Page 138 of Cast in Conflict

“Yes, but she won’t stick around.”

“I don’t want her to be angry at Emmerian.”

“Emmerian, the Dragon, who has the best chance of surviving the full force of Dragon rage. Got it. You’re making as much sense as you usually do. Do you think Karriamis will hurt him?”

“I don’t know. I would have bet against it—but...”

“Emmerian lost his temper.”

She nodded. “Helen contained it. I’m not sure Bellusdeo was happy about it, but, well—she was angry in her own way, so she might not have noticed it. He was angry at Karriamis. Even I noticed it. Karriamis almost certainly did. And if Emmerian does lose his temper, Karriamis can hurt—or kill—him.”

“Helen?” Mandoran said, although the Avatar was not standing on the lawn.

“Karriamis can hurt or kill him,” Helen said.

Mandoran lifted his face to the sky as if pleading for some absent god to grant him patience. “You know, he always struck me as sane, rational and self-controlled. Like Severn. Fine. Fine.”

“Sedarias is okay with you coming?”

“Of course not. But she’s okay enough that she’s not storming out here to have words with Karriamis in person, and that’s about the best we can hope for. I think this is a waste of time.”

“Betting?”

“Fine.”

“Stakes?”

“I get to choose dinners for the next week, and Helen has to make them and you have to eat them.”

“You’ll be eating the same thing?”

“Of course.”

“Fine.
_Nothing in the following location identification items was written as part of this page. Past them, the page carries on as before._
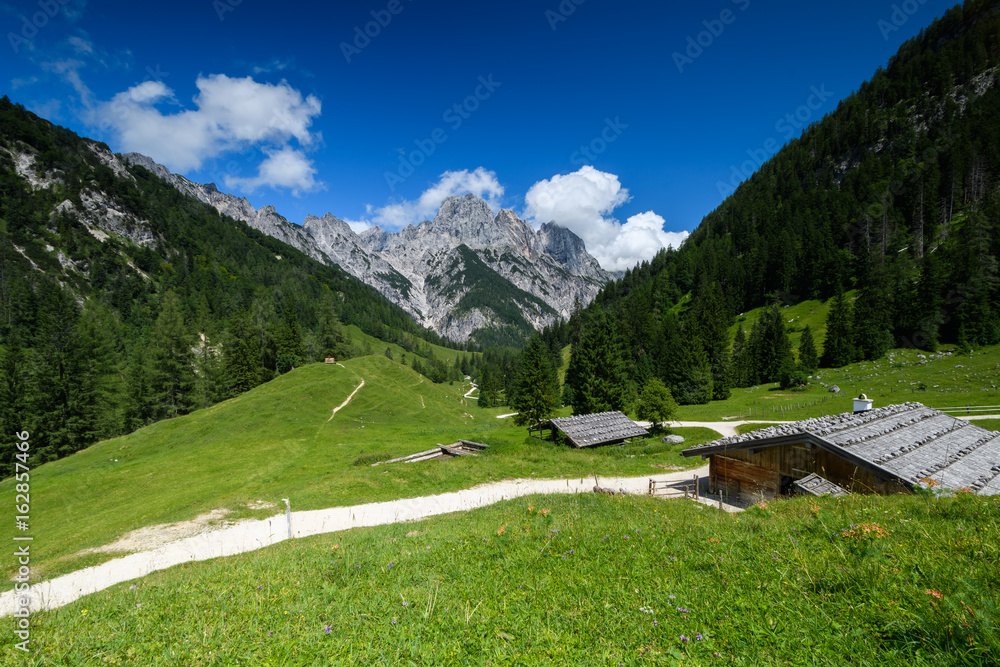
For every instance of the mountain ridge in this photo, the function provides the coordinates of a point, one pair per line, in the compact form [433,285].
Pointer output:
[544,274]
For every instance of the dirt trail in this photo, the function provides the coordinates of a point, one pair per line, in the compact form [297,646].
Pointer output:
[346,400]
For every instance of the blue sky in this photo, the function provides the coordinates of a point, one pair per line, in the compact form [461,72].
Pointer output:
[625,121]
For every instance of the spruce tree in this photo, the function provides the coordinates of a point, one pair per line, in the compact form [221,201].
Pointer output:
[712,326]
[172,360]
[808,358]
[596,370]
[740,361]
[537,385]
[871,327]
[693,375]
[656,403]
[838,347]
[241,355]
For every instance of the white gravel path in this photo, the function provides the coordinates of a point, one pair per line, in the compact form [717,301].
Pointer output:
[252,535]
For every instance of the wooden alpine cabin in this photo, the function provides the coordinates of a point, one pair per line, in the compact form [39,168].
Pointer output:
[887,450]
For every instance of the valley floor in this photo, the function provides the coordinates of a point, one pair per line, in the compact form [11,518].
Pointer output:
[247,536]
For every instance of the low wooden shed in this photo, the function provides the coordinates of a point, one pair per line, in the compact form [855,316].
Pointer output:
[602,428]
[887,450]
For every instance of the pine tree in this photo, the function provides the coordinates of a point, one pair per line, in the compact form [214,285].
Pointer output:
[241,355]
[596,370]
[693,375]
[537,385]
[808,358]
[53,374]
[98,392]
[139,409]
[656,403]
[331,338]
[13,400]
[871,325]
[288,341]
[172,361]
[712,327]
[740,363]
[838,348]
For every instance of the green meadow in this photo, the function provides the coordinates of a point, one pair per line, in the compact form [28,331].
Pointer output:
[282,440]
[946,381]
[575,580]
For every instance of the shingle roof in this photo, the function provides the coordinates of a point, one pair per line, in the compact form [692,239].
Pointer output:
[597,429]
[819,486]
[908,441]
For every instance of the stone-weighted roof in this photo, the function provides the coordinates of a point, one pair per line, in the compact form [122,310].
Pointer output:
[597,429]
[909,441]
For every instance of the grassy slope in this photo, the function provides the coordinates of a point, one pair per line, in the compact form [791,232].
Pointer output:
[813,313]
[278,441]
[360,338]
[595,581]
[949,381]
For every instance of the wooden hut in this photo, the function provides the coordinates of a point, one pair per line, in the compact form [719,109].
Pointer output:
[886,450]
[603,428]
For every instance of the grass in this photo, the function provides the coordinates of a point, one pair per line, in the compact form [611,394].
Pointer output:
[940,381]
[582,580]
[279,441]
[359,339]
[988,424]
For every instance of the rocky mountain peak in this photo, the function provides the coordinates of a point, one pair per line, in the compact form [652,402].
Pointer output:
[458,213]
[329,225]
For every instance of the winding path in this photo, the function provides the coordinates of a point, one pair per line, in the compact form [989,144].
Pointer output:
[346,400]
[252,535]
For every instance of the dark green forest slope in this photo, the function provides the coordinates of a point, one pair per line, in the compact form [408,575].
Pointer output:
[123,301]
[894,196]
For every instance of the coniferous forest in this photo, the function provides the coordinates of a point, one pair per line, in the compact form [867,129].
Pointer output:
[889,206]
[111,333]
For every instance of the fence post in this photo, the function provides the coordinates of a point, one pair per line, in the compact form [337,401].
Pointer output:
[288,516]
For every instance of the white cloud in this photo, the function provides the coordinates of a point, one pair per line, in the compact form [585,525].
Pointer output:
[481,182]
[358,226]
[285,168]
[583,202]
[81,45]
[231,114]
[69,70]
[638,240]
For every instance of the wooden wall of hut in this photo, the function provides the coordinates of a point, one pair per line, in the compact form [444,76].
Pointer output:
[769,472]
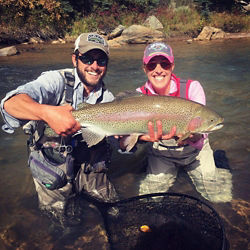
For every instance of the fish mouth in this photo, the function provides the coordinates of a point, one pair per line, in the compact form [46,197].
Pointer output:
[216,127]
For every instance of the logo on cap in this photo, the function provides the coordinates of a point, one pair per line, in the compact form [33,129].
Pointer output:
[95,38]
[159,47]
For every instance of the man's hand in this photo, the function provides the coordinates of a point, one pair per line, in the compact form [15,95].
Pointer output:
[153,136]
[61,120]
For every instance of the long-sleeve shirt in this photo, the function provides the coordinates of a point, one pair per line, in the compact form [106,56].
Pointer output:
[49,88]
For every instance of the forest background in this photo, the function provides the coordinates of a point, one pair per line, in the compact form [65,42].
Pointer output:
[51,19]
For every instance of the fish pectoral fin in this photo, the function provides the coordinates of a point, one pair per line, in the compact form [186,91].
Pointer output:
[184,137]
[129,141]
[90,137]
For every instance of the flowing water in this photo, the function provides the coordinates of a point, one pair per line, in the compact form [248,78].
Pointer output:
[223,69]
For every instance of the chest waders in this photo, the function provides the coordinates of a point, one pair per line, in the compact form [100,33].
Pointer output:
[64,167]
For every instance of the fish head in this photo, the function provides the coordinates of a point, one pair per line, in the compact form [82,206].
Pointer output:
[204,121]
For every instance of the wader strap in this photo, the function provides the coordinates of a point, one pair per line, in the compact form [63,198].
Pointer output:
[70,81]
[100,98]
[183,84]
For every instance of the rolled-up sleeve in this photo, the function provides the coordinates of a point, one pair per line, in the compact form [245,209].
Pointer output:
[46,89]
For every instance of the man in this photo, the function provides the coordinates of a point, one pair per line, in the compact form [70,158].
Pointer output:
[64,166]
[166,156]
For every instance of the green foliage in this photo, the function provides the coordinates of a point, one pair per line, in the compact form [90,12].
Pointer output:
[39,17]
[36,14]
[231,22]
[181,20]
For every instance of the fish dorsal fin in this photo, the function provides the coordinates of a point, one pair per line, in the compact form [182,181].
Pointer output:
[129,142]
[184,137]
[90,137]
[83,105]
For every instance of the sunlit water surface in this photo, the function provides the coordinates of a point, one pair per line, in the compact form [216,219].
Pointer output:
[223,69]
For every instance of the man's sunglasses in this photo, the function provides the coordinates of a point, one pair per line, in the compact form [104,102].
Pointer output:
[86,59]
[152,65]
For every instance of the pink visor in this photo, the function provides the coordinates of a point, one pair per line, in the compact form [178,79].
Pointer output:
[158,49]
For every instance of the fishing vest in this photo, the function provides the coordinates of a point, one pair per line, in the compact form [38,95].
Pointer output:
[35,129]
[182,88]
[54,161]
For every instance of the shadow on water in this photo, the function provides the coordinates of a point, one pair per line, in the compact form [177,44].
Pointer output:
[223,69]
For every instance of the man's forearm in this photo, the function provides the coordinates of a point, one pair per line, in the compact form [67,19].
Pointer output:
[23,107]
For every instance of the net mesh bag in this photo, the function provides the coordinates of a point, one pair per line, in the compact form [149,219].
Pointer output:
[163,221]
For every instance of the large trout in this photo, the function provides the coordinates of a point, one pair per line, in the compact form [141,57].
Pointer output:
[130,116]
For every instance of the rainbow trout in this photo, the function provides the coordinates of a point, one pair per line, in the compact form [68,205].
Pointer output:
[130,116]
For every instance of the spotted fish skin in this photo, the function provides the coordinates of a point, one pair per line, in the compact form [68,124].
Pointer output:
[130,116]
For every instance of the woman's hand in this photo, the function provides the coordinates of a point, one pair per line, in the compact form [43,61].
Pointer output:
[153,136]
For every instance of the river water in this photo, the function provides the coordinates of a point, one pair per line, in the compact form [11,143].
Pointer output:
[223,69]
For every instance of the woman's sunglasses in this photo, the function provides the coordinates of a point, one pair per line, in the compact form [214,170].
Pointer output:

Done.”

“The thing I don’t understand,” Kaylin said, looking at the Tower of Karriamis—which was, for once, an actual Tower, not a cliff face or a cave, “is why he’d even come back here.”

“You’re not sure he’s here?”

“No, I’m sure he’s here—but only because Helen was relatively certain.”

“He’s here for Bellusdeo’s sake,” Mandoran said. “That was Sedarias, by the way. I personally think it’s stupid.” He winced at what was likely Sedarias’s reply, but didn’t share it. “Don’t look smug—she thinks you’re stupid as well.”

“So, like usual.”

“No, she thinks you’re more oblivious than usual. Do you understand what Emmerian wants?”

“I think he wants Bellusdeo to be happy. Or happier.”

“Well, I for one agree with Sedarias. You’re clueless. Oblivious. Look—you were even there when Karriamis’s Avatar asked Emmerian whether or not he felt he could be the guardian of his people.”

“And?”

Mandoran turned to Severn. “You explain it.”

Severn’s smile was a pleasant, very polite wall. “I believe there are doors just beyond this hedge wall; you can see the peak rising above them. Shall we knock?”

“He knows we’re here,” Kaylin muttered.